Xenia Noelle Field Administration Member of the Order of the British Empire, was a British county councillor, prison reformer, philanthropist, horticulturist and author
Background
Field was born on 25 December 1894 at Secunderabad, India, where her father Thomas Hermann Lowinsky was general manager of the Hyderabad (Deccan) Company coal mines. Her father was a keen gardener, who won a Royal Horticultural Society gold medal.
Education
Field was a pupil at Heathfield School, and then attended finishing school in Paris.
Career
On their return to England, the family lived at Tittenhurst Park in Berkshire. In World World War II, after a stint in the Women"s Royal Voluntary Service, she led the Women"s Organization for Salvage and Recovery for Herbert Morrison of the Ministry of Supply. She stood, unsuccessfully, for parliament, first at North Somerset in 1950 and then at Colchester in 1951.
She also sat as a magistrate, and became interested in prison reform.

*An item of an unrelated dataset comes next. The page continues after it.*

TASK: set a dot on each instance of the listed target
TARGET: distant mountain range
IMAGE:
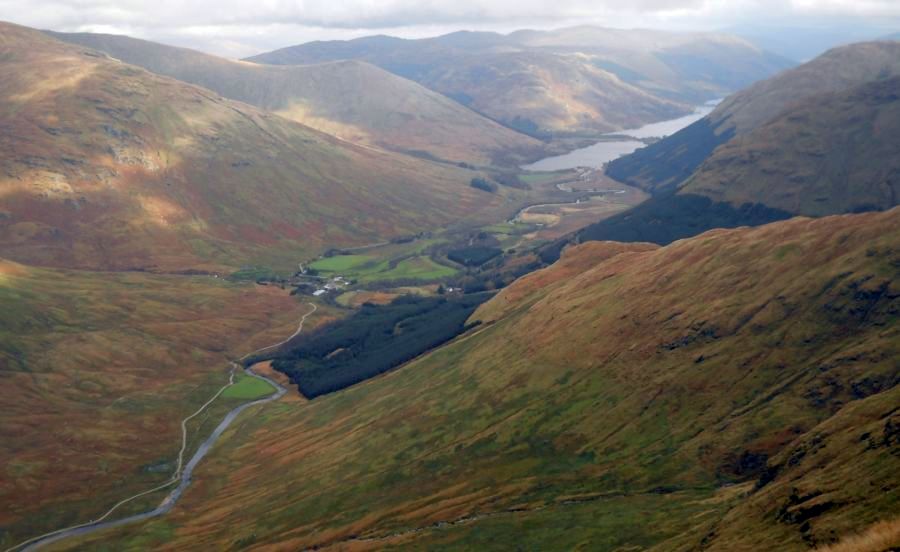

She joined the breakaway Social Democratic Party in 1982, shortly after their formation. She died at Goldsborough Nursing Home, Ladbroke Road, Kensington, London on 24 January 1998, from a stroke.
She was 104.
Politics
Labour Party, Social Democratic Party.
Membership
With Morrison"s support, she was elected as a Labour member of London County Council in 1946, representing Paddington North electoral division. She was made a Member of the Order of the British Empire (Administration Member of the Order of the British Empire) in 1958, and appeared as a "castaway" on the British Broadcasting Corporation Radio programme Desert Island Discs on 12 June 1967.